Most small- and medium-size business owners and executives relish the prospect of growth. Increased client sales, greater revenue, and rising profits matter to driving the company even further forward. These benefits propel visions of adding new products, expanding into other markets, investing in cutting-edge technologies, creating economies of scale and so much more.
Of course, SMB principals recognize that many risks accompany growth, too. Growing businesses are aware of the dangers of spreading themselves too thin too fast, and of possibly decreasing the quality of products and services under increased pressures. But likely there’s less attention placed on cyber security risks and threats. Evaluating internal IT security processes can help ensure that customer, intellectual property and other sensitive data stays safe.
The risks of on-premise data
While most smaller companies today are as savvy as larger businesses about the need to use on-premise or cloud security solutions to keep PCs, laptops and servers free from viruses and malware, they may not enjoy the advantages of a dedicated IT staff to point out that other important endpoints need security, too. These are their networked multifunction printers (MFPs). As new employees come on board and new I/O devices are added to support expanding workloads—without putting in place security measures to support these and existing MFPs—the possibility grows that unmanaged and unmonitored units will be accidentally or maliciously compromised.
More staffers in a growing business’ main office, for instance, means that there are more people around who might casually glance at a printout left in a device tray that contains customers’ payment data. No harm meant, and no identities stolen, but still a breach of customer confidence and probably a compliance violation, too. And should an employee have bad intentions, such a situation could have even more dire consequences.
An unsecured wireless network MFP also is vulnerable to internal bad actors or outside hackers. Malicious users may easily intercept print or scan jobs, then access and copy information stored on a device’s hard drive or in its memory—among other data theft activities. All of this can result in big compliance fines and other direct and indirect cyber security breach costs, which are especially harmful to smaller companies striving hard to get big. There even have been instances of cyber criminals using printer hard drives to host malicious files and to launch distributed denial of service (DDoS) attacks through vulnerabilities in some common network protocols.
In fact, according to a survey from research and analysis firm Quocirca, 60% of organizations said they had at least one print-related data breach.
MFP Security is a High Priority
Fortunately, securing MFP activities doesn’t have to be a trying and tiresome effort, which is especially important in a smaller business whose’ IT resources still may be scarce. It’s fairly easy, for example, to change a printer’s default password to one that’s more challenging to break, or to disable or restrict SNMP protocol access via access control lists in order to stand up to DDoS attacks.
Security-minded MFP device manufacturers will smooth the way even further with smart management solutions that make secure printing a standard that the business can live up to. They may provide server-based administrative tools that create a secure printing, scanning and copying environment by requiring user-authentication with card readers and demanding user logins with passwords and PIN codes to release print jobs, keeping sensitive documents from falling into the wrong hands. IP addresses can be filtered, too, limiting what other devices can or cannot have access to the MFP. Multifunction printer management systems that fully encrypt communications to and from these devices mean that only those with proper authorization have visibility into them, thus stymying hackers hoping for a view into confidential data.

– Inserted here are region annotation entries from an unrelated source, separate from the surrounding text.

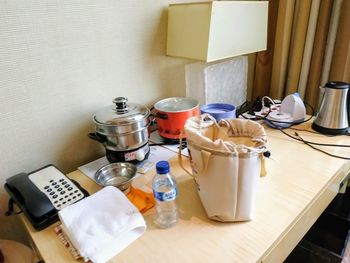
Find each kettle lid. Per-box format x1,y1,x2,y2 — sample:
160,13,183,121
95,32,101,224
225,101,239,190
325,81,349,89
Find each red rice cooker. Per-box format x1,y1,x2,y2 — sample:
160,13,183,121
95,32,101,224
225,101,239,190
154,97,200,140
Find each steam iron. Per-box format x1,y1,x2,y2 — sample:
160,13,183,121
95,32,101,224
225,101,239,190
266,93,306,128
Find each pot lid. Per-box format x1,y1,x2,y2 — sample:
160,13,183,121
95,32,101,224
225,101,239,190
93,97,150,125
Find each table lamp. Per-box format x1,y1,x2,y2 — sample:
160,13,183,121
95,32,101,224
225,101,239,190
166,1,268,105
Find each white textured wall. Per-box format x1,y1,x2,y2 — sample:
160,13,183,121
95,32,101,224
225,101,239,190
0,0,205,243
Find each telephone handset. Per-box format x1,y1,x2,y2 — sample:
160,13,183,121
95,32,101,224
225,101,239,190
4,164,89,230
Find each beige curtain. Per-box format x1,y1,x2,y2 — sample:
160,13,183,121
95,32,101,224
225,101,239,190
252,0,350,110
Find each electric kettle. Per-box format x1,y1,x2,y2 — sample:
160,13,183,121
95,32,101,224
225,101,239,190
312,81,350,135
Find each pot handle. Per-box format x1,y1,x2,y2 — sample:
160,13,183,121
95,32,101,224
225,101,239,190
88,132,107,143
150,107,168,120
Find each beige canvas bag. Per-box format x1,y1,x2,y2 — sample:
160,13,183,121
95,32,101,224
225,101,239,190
179,114,267,222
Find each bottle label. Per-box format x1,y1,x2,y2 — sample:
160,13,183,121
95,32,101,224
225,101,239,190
153,188,177,202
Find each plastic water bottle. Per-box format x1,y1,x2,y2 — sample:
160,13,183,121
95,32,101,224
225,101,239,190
152,161,178,228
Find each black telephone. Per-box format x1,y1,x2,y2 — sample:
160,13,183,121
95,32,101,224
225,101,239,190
4,164,89,230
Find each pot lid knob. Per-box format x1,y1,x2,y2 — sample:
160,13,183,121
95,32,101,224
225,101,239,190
113,97,128,113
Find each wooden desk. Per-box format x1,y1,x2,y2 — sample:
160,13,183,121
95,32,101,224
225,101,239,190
21,124,350,263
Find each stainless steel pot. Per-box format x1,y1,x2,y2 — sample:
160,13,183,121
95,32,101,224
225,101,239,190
89,97,150,162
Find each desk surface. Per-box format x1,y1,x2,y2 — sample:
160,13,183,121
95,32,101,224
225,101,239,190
21,124,350,263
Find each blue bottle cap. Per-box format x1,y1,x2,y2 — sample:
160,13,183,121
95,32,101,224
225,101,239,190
156,161,170,174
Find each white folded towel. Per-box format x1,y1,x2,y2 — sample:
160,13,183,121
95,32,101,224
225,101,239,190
58,186,146,263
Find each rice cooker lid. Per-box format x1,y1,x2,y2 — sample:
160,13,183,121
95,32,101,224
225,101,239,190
93,97,150,126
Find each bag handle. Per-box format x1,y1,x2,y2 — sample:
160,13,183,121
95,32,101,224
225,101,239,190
177,130,195,179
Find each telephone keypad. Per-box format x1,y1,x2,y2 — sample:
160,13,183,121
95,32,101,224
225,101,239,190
29,166,83,209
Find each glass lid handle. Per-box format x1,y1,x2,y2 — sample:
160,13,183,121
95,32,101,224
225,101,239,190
113,97,128,113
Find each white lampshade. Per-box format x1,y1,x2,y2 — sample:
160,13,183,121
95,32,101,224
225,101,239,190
167,1,268,62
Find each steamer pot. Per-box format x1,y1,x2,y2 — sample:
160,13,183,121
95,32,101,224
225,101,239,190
154,97,200,140
89,97,150,163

The best of these solutions also let today’s workforce print and capture information securely across any of the business’ devices, no matter which office or branch a user is currently in, while complying with the organization’s security policies. And, they offer central reporting and auditing capabilities, in case the SMB needs to investigate specific users that may be linked to an attempted device data breach.
With capabilities like this, there’s no longer any reason for MFPs to be vulnerable endpoints just waiting to be exploited. And there’s no reason for companies to worry that their growing organizations will face even greater risks than before from these necessary devices.